I took the warrant from his hand and scanned it. It allowed testing for hair, fiber, prints, and blood. The work would be done at the BCA’s crime lab. Hennepin County had its own laboratory, but this wasn’t a Hennepin County case, and the BCA did testing for smaller jurisdictions, like the one Diaz served.

“If there’s anything you need from the car, why don’t you get it now?” Diaz suggested. “The warrant covers contents of the car, but we’ll be flexible. Officer Hennig will just need to watch, and he’ll need to briefly inspect whatever you remove.”

“I don’t need anything,” I said. There were tire tools in the trunk, the first-aid kit, and a few other emergency items. Cassettes in the glove compartment, and two $50 bills for towing in case of breakdown. I had no doubt the money would still be there when the Nova was returned to me.

Hennig spoke. “I’ll need the key, then.”

My fingers were clumsy. After perhaps sixty seconds, a period that seemed much longer with the two men watching me, I scraped the Nova’s key between the tight double coils of the key ring and out to freedom.

Hennig walked over to my car, not needing me to point it out for him.
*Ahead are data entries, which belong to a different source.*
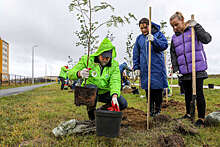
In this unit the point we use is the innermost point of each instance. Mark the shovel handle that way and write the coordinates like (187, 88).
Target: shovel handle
(149, 71)
(193, 59)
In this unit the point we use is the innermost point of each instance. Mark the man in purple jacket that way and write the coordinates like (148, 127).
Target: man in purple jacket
(181, 57)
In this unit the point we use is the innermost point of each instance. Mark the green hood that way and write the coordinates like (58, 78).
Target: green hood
(105, 45)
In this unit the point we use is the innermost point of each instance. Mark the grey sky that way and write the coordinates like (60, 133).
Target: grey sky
(49, 24)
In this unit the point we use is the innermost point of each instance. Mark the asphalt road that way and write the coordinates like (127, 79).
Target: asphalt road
(12, 91)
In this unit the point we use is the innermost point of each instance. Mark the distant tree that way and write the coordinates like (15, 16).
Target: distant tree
(86, 14)
(129, 49)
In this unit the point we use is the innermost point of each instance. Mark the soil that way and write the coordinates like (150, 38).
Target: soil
(173, 140)
(173, 103)
(137, 119)
(134, 118)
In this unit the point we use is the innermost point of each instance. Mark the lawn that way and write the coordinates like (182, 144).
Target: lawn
(28, 119)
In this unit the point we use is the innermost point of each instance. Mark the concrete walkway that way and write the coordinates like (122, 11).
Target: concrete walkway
(215, 87)
(11, 91)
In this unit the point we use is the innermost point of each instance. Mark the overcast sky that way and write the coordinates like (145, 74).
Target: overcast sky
(50, 25)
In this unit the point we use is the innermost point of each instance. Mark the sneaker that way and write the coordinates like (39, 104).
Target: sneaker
(156, 113)
(199, 123)
(186, 116)
(152, 114)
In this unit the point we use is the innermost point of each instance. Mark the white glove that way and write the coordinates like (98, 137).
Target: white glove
(192, 23)
(178, 74)
(84, 73)
(114, 100)
(137, 72)
(150, 37)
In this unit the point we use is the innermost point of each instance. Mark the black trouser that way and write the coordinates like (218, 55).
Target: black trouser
(62, 82)
(200, 99)
(156, 99)
(105, 98)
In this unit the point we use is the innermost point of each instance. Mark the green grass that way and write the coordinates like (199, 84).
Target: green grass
(28, 119)
(5, 86)
(210, 80)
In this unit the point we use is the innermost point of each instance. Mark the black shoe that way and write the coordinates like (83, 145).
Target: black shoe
(156, 113)
(152, 114)
(91, 114)
(186, 116)
(199, 123)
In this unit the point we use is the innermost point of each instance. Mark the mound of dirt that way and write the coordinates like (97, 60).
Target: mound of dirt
(180, 127)
(173, 140)
(160, 119)
(172, 103)
(134, 118)
(137, 119)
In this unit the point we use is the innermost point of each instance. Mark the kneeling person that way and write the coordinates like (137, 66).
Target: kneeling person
(104, 74)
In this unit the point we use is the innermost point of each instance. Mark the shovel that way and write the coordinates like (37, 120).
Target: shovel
(192, 103)
(149, 72)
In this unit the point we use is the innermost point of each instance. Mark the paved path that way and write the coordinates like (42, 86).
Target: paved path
(11, 91)
(215, 87)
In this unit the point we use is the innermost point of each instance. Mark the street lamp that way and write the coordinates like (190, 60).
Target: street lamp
(33, 63)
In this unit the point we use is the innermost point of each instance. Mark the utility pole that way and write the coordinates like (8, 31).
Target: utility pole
(45, 72)
(33, 63)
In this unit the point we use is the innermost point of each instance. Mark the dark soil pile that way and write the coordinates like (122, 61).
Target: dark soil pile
(134, 118)
(173, 140)
(173, 103)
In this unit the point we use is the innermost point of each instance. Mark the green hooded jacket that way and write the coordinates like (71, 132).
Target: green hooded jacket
(109, 79)
(63, 72)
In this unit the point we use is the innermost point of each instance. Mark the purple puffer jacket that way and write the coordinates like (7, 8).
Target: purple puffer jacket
(183, 49)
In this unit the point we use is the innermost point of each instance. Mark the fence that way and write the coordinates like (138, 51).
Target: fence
(12, 79)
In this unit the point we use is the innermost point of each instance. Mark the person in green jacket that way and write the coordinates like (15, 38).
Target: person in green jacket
(102, 72)
(63, 75)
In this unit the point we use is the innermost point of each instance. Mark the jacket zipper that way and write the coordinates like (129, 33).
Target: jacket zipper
(185, 54)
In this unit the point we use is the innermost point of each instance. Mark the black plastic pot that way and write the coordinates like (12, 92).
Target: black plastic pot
(211, 86)
(135, 90)
(108, 123)
(85, 96)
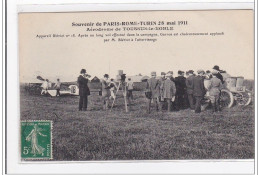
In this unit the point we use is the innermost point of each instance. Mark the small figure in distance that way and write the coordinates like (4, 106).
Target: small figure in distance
(84, 91)
(105, 91)
(57, 86)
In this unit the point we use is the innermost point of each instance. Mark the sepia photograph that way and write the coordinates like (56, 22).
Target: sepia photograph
(137, 85)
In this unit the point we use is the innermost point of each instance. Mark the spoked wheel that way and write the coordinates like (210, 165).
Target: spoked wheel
(226, 98)
(244, 99)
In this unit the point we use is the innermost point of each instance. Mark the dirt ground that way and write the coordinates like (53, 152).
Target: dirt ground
(116, 135)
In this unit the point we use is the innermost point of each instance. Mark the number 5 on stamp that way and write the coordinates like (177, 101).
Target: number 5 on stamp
(36, 139)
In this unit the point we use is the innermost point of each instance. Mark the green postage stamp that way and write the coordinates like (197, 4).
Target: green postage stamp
(36, 139)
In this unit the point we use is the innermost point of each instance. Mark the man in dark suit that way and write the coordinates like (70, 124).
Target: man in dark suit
(218, 75)
(153, 86)
(189, 87)
(180, 83)
(84, 91)
(198, 90)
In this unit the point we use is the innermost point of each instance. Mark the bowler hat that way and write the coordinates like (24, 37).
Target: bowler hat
(180, 72)
(216, 67)
(153, 73)
(168, 75)
(214, 72)
(191, 71)
(200, 71)
(83, 71)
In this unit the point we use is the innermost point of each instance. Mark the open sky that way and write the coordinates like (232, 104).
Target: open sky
(64, 57)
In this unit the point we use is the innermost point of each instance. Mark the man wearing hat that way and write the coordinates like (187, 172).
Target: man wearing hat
(169, 91)
(198, 90)
(180, 91)
(153, 86)
(170, 73)
(189, 87)
(214, 88)
(84, 91)
(105, 91)
(218, 75)
(161, 80)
In a moment, a tow truck had pulled in behind it, and they were hooking it up.

“I know this is an inconvenience,” Gray Diaz said. “Can I give you a ride somewhere?”

“No,” I said. “Thanks.”

“Really,” Diaz said. “It’s no trouble.”

I shook my head. “I have a friend who’s just about to get off work,” I said. “I’ll get a ride from her.”

“Are you sure?” Diaz said as we started walking toward the elevators, the direction from which I’d come.

“Positive,” I said.

Back upstairs, I disappeared into the women’s room. I wasn’t sure exactly where Diaz had gone, but I didn’t want him to see me standing around, obviously without a friend I intended to hit up for a ride.

The restroom was unoccupied. I rested my haunches against the counter in silence.

Shorty had never been in my car, but of course Diaz couldn’t know that. He knew that Stewart had been at the Sportsman bar, where I’d spoken to him, and shortly thereafter had been dead in his burning house. For all Diaz knew, Shorty could have been in my car in the interim, either alive as a passenger, or dead in the trunk. I could have killed him elsewhere and transported the body back to his house to burn it in a weak cover-up attempt.

The problem was, while Shorty hadn’t been in my car, his blood had been. I’d been at the scene and even knelt beside him as he bled out, trying to persuade him to tell me a story that would otherwise have died with him. Stewart had told me what I needed to know, and all the while his warm blood had soaked into my clothes. Later, when Gen and I had gotten to her sister’s farmhouse, we’d washed our bloody clothes in the basement machine, and carefully gone over the porch and house, making sure no trace of Blue Earth had followed us there to implicate us. The next day, I’d gone to a carwash and given the Nova the most thorough cleaning, washing, and vacuuming it had ever suffered at my hands.